There’s a reason that the state of our schools has been a topic of discussion even among Fort Worth mayoral and city council candidates who have no authority over ISDs. Schools affect everything from crime and the workforce to city leaders’ efforts to attract economic investment.

Their success or failure is tantamount to the broader outcome for the city. And right now, success is no certainty.

It’s no secret that the pandemic has caused significant learning losses, particularly for kids lacking resources and extra support at home.

But, as Turner points out, FWISD’s poor student performance was in decline long before the pandemic hit.

In 2015, FWISD was ahead of big city districts such as Dallas and Houston. But in 2019, 27 percent of district schools received a “D” or “F” grade from the Texas Education Agency; the district received a 79 percent rating overall.

Meanwhile, Dallas and Houston, cities with similar student demographics and equally complex hurdles to achievement, were rated 86 and 88.

“COVID has been a revealing factor of many of our systems that have broken down,” said John Pritchett, director of FOS.

Change, the members of FOS believe, will come only when board trustees focus on students achievement in reading, math and other crucial subjects and set aside the kinds of politics and distractions that J.T. Aughinbaugh, a FWISD parent and steering committee member for the PAC, says have become a “smokescreen for academic performance.”

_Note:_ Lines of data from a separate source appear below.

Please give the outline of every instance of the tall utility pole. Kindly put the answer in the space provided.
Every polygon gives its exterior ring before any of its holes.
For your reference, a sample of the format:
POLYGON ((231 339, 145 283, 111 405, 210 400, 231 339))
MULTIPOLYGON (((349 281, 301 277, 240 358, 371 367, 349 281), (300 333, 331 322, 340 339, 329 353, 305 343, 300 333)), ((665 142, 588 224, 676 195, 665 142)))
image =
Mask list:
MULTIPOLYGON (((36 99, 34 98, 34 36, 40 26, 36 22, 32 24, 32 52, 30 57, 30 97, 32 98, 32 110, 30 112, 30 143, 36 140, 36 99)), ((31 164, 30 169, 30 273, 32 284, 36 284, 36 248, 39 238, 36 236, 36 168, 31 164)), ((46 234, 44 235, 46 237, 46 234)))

Another pillar of FOS’s agenda is holding Superintendent Kent Scribner accountable.

“When you sit on a board, you don’t tell the CEO how to run the company; you provide good government for good performance, said Turner, who’s now on the board for the Fort Worth Report, a new nonprofit news website. “You set the expectations and provide support so they can fulfill their plan.”

As for Scribner’s performance — it “speaks for itself,” Turner said, declining to say whether the group thinks Scribner should be replaced.

Aughinbaugh noted that the board extended Scribner’s contract and raised his pay despite continued lags in achievement, arguing that “speaks for the board leadership’s judgment.”

While the members of FOS are clear about where they believe the board leadership has failed, they aren’t reflexively opposed to the current board. Two of the three candidates they endorsed this year are incumbents: District 4 trustee Daphne Brookins and District 8 trustee Anael Luebanos. The group backs Michael Shedd for the open District 9 seat.

Pritchett said FOS will lend enthusiastic support to candidates who have demonstrated a willingness to be independent of political distractions. That isn’t easy in these political times, but it’s encouraging to know there are candidates who believe it will lead to better outcomes for kids.

Ultimately, “voters are the ones who hold the board accountable,” Pritchett said.

Even if you don’t believe this is the “election of your lifetime,” it matters — a lot.

So, vote. And maybe check out Focus on Students’ endorsements before you do.